Cerita besar karya para penulis besar senantiasa berkisah tentang hal-hal sederhana. Barangkali kita menganggapnya remeh, namun abadi. Kisah-kisah itu seperti tak mati-mati, meski hanya berupa gambaran hidup pada waktu tertentu di masa lalu. Kita seolah merasa kisah-kisah itu terjadi baru-baru saja, tak jauh dari lingkungan kita. Meski ada kisah yang membawa kita pada tanah asing, budaya yang asing, tapi arusnya mampu menyeret kita ke dalam pusarannya. Merasakan liukan spiral alirannya. Kita tenggelam, sekaligus menyelam.
Begitulah kesan yang kudapatkan seusai membaca sembilan buku kumpulan cerpen (kumcer) dari sembilan penulis besar: Honore de Balzac (Gairah di Gurun); Guy de Maupassant (Kalung); Leo Tolstoy (Tiga Pertapa); Fyodor Dostoevsky (Maling yang Jujur); John Walsgorthy (Pertemuan); Rudyard Kipling (Angkong Hantu); Rabindranath Tagore (Tetanggaku yang Cantik); James Joyce (Ibunda); dan Bret Harte (Gadis Lugu dari Sierra).
Sembilan buku kumcer tersebut adalah satu paket Seri Fiksi Ilmiah yang diterbitkan oleh penerbit Nuansa dan Jembar (enam buku dari penerbit Nuansa, tiga buku dari penerbit Jembar). Buku-buku itu tidak tebal, tak ada yang lebih dari seratus halaman. Malahan enam di antara buku itu berukuran kecil, serupa buku saku. Cerpen-cerpen yang dipilih pun tidak banyak untuk masing-masing penulis. Mulai dari dua sampai empat cerpen.

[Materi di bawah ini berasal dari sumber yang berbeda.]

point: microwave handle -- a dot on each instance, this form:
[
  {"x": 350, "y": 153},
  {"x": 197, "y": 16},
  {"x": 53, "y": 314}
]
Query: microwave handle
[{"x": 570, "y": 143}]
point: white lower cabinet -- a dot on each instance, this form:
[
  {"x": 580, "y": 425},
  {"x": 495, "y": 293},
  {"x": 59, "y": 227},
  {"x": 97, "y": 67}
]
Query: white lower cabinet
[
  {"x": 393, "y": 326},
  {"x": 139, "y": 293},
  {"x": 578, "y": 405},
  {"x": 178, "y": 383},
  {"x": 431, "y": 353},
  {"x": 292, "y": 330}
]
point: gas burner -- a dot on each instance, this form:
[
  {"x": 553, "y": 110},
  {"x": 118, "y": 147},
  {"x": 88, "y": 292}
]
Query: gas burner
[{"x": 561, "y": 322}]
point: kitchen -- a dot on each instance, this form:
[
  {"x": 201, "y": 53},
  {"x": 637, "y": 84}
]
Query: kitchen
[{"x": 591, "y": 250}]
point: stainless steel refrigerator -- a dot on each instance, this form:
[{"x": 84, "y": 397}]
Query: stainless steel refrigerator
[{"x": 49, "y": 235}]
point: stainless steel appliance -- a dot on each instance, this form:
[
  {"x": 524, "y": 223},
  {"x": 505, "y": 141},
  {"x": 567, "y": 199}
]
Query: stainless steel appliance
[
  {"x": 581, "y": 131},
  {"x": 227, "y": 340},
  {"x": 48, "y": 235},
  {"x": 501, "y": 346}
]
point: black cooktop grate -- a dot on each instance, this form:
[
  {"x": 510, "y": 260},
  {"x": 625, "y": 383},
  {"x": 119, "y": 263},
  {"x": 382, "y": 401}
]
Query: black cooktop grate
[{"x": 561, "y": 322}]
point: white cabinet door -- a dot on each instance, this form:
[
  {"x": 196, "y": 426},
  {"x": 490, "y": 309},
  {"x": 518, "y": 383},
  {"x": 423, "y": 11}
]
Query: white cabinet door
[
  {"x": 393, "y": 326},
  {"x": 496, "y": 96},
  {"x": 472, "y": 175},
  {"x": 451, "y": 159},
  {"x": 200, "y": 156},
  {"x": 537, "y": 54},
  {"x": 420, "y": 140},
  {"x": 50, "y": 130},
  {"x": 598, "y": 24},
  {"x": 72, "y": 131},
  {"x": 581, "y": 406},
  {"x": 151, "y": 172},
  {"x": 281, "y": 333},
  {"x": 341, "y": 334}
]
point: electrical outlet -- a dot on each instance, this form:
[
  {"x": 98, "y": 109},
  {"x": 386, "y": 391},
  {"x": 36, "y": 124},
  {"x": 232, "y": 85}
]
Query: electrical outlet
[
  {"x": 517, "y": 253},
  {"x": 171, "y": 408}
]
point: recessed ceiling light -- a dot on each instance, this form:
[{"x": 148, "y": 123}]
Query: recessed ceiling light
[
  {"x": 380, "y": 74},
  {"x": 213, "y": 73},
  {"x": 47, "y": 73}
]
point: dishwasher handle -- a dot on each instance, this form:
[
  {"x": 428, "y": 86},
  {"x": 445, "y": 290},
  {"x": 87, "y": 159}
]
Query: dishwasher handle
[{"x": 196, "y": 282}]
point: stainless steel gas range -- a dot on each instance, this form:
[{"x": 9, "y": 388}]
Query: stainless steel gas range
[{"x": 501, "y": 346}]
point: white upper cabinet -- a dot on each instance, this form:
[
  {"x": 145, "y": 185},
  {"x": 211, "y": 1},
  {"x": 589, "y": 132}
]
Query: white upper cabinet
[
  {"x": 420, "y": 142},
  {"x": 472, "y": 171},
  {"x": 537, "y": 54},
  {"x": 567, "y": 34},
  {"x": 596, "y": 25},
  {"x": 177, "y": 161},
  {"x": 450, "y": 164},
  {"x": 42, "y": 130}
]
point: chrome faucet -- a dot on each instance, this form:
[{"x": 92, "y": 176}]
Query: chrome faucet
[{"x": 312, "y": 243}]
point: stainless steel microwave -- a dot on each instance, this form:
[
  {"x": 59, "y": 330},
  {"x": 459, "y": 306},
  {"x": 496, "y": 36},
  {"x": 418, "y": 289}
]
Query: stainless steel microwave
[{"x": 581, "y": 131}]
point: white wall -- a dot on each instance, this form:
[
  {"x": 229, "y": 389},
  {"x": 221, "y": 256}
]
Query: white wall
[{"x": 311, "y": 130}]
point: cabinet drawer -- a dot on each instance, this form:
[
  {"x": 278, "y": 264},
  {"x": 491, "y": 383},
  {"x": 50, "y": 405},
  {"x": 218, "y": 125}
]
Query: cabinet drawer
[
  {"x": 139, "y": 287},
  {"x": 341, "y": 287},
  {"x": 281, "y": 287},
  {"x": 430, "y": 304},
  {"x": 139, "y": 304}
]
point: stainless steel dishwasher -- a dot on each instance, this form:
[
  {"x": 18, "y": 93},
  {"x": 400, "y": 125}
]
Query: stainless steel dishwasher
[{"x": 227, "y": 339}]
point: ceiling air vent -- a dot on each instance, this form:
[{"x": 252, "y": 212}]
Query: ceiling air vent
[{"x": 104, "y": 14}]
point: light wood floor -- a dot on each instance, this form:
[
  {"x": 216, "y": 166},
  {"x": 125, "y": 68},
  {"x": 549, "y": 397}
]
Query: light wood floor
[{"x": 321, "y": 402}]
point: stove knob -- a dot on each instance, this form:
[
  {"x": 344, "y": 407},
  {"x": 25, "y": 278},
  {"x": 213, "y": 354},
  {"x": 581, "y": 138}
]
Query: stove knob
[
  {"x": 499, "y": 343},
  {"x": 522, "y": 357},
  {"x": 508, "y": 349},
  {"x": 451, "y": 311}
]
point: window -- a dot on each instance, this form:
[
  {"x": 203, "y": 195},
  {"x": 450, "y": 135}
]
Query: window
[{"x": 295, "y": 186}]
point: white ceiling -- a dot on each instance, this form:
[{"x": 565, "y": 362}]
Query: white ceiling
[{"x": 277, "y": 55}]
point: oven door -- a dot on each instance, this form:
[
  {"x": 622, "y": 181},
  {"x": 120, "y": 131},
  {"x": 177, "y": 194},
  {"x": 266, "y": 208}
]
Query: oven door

Cerpen-cerpen yang diterjemahkan diupayakan yang menjadi masterpiece masing-masing penulis.
Bagi pecinta karya-karya cerpen klasik dari penulis besar tadi, barangkali tidak asing dengan beberapa judul cerpen yang telah disebutkan. Sekurang-kurangnya aku sendiri paling akrab dengan karya empat penulis di atas. Sebut saja ‘Kalung’ Guy De Maupassant, Petani ‘Marey’ Fyodor Dostoevsky, ‘Rumah Misterius’ Honore de Balzac, dan ‘Berapa Banyak Tanah yang Diperlukan Orang ‘Leo Tolstoy.
Sementara karya dari lima penulis lainnya aku relatif asing. Aku hanya pernah membaca syair Rabindranath Tagore, tidak novel atau cerpennya. Karya-karya James Joyce yang aku kenal hanya Ulysses dan Dublin, itu pun hanya pernah membaca salah satunya. Dua karya itu pernah diterbitkan oleh penerbit Jalasutra. Tiga penulis sisanya aku benar-benar tak menyentuh karyanya, nama mereka pun asing bagiku.
Kesederhanaan—seperti yang aku tulis pada paragraf awal—adalah kisah yang membaluti cerpen-cerpen sembilan penulis tadi. Kesederhanaan dalam artian kisah yang tak bertele-tele, tentang hal remeh-temeh, kisah keseharian, yang bagiku sepertinya mudah untuk dituliskan oleh penulis pemula. Tapi di tangan para penulis legendaris ini, kesederhanaan menjadi begitu bercahaya, cemerlang, dan penuh makna.
Guy de Maupassant, penulis Prancis yang berguru kepada sastrawan besar lainnya—Gustav Flaubert, membuat cerita yang selalu mengejutkan kita pada bagian akhir. Kalung adalah cerpennya yang membuktikan itu. Kisahnya tentang seorang wanita miskin yang menghilangkan kalung seorang teman perempuannya sepulang dari suatu pesta. Untuk menggantikan kalung itu, akhirnya ia dan suaminya harus berhutang dan bekerja keras bertahun-tahun. Perempuan itu menjadi kurus. Padahal, di bagian akhir kisah disebutkan, kalung yang ia pinjam itu hanya kalung imitasi.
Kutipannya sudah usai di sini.